THE SIGNIFICANCE OF FOSSIL SEMIONOTID FISH FROM THE OWL ROCK MEMBER, CHINLE FORMATION (LATE TRIASSIC), SAN JUAN COUNTY, UTAH


SPEARS, Sarah Z.1, MILNER, Andrew R.C.1 and KIRKLAND, James I.2, (1)St. George Dinosaur Discovery Site at Johnson Farm, 2180 East Riverside Drive, St. George, UT 84790, (2)Utah Geological Survey, 1594 West North Temple, Suite 3110, P.O. Box 146100, Salt Lake City, UT 84114-6100, sarah.spears@sgcity.org

Fieldwork in the Owl Rock Member of the Chinle Formation, in the Lisbon Valley area, San Juan County, Utah, resulted in the collection of hundreds of fossil fish, including diverse semionotids. Like semionotids from the Newark Supergroup of eastern North America, specimens from this locality display a wide variety of body forms and dorsal ridge scale modifications.
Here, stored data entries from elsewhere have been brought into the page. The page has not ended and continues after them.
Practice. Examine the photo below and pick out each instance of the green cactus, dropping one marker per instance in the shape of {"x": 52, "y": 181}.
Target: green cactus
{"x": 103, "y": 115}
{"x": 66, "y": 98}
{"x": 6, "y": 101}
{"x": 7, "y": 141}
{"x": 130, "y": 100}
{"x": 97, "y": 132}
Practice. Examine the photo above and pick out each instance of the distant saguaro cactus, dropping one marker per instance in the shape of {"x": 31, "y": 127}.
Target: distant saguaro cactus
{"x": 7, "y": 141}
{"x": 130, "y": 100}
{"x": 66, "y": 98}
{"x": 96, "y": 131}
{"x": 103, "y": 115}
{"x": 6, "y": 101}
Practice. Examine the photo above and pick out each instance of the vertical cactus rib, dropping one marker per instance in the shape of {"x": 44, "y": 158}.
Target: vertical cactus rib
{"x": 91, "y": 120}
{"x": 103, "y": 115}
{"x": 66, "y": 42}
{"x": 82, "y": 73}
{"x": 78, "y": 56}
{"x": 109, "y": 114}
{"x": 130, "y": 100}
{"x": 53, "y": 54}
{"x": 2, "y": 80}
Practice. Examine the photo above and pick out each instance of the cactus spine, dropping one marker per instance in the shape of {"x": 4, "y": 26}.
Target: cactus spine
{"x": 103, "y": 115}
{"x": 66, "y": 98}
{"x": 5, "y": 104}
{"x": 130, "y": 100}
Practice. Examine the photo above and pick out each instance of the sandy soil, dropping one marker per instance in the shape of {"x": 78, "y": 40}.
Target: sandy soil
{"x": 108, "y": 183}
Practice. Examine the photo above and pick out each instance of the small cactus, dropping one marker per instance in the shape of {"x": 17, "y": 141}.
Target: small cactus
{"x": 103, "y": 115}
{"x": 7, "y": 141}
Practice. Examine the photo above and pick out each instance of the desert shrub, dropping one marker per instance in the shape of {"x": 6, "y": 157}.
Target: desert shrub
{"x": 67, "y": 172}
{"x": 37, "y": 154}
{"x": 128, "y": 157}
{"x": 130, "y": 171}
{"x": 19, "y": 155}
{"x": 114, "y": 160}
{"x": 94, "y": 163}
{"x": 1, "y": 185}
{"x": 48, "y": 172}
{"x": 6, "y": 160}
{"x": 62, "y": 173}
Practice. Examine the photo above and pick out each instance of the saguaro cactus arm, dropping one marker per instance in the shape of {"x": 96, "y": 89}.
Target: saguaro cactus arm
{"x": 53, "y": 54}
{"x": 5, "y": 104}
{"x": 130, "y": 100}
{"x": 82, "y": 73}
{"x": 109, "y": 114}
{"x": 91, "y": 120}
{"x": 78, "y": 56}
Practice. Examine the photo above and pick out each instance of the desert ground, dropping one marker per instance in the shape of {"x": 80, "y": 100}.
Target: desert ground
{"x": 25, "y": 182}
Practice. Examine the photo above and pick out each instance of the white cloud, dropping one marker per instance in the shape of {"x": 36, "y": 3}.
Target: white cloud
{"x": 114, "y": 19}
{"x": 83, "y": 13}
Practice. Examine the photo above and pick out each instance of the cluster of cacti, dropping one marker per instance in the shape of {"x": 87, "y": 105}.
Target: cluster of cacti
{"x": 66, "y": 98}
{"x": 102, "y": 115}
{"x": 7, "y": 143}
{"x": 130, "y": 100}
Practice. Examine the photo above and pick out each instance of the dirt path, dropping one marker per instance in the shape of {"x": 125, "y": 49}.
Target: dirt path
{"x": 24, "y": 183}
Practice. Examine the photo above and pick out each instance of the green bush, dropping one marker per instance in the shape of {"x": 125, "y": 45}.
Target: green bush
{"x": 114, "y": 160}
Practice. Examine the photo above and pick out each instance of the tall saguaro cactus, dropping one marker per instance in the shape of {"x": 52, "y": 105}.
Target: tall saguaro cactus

This diversity has resulted in taxonomic confusion within the genus Semionotus. It has been proposed that the formation of extensive lakes during the initial rifting apart of the North Atlantic Basin enabled founder semionotid species with distinct dorsal ridge scales to explosively diversify in the newly opened ecospace in these expanding lake systems, as have modern cichlid fishes in the East African Rift lakes. Two interesting specimens of moderately deep-bodied Semionotus from a locality in Lisbon Valley, deemed “Walt's Quarry,” are a maximum of 4.4-4.6 cm deep and approximately 10.5-10.8 cm long. They have “simple modified” dorsal ridge scales in which the lengths of the scale “body” and its posteriorly-directed spine are subequal. Both specimens are conspecific and resemble Semionotus redfieldii, Semionotus schaefferi, and Semionotus olseni, from the Early Jurassic Towaco Formation of the Newark Supergroup. The Chinle fish resemble these three eastern species in general body shape; however, the dorsal ridge scales of the two Walt's Quarry specimens do not resemble the dorsal ridge scales of any described semionotid species. Thus, even conservatively, these specimens are determined to represent a new species of Semionotus in an undocumented species group from the Triassic of Utah that are ecologically convergent with species from the Newark Supergroup.